Executive function was assessed using FAB, as well as individual subdomains as follows: abstraction was assessed using proverb interpretation and similarities; mental flexibility using trail making A and B (a shorter version as used in MOCA), go-no-go test; verbal fluency or lexical fluency as a part of FAB; judgement by asking real-life scenario questions; set shifting ability by Luria test ( pattern as well as motor palm fist edge test); and planning by clock face drawing test scored as in ACE III.

Magnetic resonance imaging (MRI)

Radiological parameters were assessed by MRI 3 Tesla using Siemens magnetom verio 3T machine. The sequences studied were T1 (TR < 500, TE 15-20), T2 (TR 4000, TE 100), (FLAIR) fluid attenuated inversion recovery ( TR 8000, TE 70-80, TI 2500), diffusion-weighted imaging (DWI), apparent diffusion coefficient (ADC) mapping, short TI inversion recovery (STIR), gradient echo (GRE) of the brain, orbits, and spinal cord wherever relevant with or without gadolinium contrast. The parameters studied were number of lesions grouped as ≤ 4, > 4–≤ 9, > 9, lesion location, and contrast enhancement.

The cognitive performance was estimated in the form of FAB score and number of cognitive domains involved and number of executive subdomains involved.

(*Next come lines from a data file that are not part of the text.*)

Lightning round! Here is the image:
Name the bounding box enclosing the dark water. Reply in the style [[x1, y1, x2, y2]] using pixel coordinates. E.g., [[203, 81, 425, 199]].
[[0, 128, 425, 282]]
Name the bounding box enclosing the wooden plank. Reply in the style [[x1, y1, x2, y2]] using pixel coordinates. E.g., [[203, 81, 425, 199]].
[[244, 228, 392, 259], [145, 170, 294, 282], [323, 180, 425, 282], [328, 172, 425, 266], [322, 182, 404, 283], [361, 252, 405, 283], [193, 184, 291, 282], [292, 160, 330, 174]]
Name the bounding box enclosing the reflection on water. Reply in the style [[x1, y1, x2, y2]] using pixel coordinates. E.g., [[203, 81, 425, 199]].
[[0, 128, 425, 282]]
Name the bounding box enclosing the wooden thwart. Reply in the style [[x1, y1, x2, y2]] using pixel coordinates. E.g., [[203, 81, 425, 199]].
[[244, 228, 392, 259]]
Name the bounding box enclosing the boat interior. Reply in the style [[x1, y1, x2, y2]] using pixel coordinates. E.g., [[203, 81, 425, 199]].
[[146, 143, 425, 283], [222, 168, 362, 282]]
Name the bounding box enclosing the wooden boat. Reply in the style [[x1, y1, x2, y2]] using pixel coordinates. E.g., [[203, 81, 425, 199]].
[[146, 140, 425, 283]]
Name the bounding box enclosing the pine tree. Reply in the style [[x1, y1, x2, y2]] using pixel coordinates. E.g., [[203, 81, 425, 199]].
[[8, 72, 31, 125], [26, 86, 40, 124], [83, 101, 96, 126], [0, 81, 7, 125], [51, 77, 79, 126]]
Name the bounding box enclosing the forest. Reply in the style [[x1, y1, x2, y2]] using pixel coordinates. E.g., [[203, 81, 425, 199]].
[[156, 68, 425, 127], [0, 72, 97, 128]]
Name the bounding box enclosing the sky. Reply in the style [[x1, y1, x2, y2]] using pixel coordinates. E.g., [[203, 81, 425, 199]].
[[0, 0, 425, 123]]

Its association with demographic parameters, such as age, sex, and formal education; and clinical parameters, such as disease duration, number of relapses, EDSS, OCB positivity (for MS), and MRI lesion load, was calculated.

Statistical analysis

The data has been analyzed using SPSS (version 25.0; SPSS Inc., Chicago, IL, USA) and GraphPad Prism version 5. Data have been summarized as mean and standard deviation for numerical variables and count and percentages for categorical variables.

Two-sample t tests was used for a difference in mean involved independent samples or unpaired samples. Paired t tests were a form of blocking and had greater power than unpaired tests.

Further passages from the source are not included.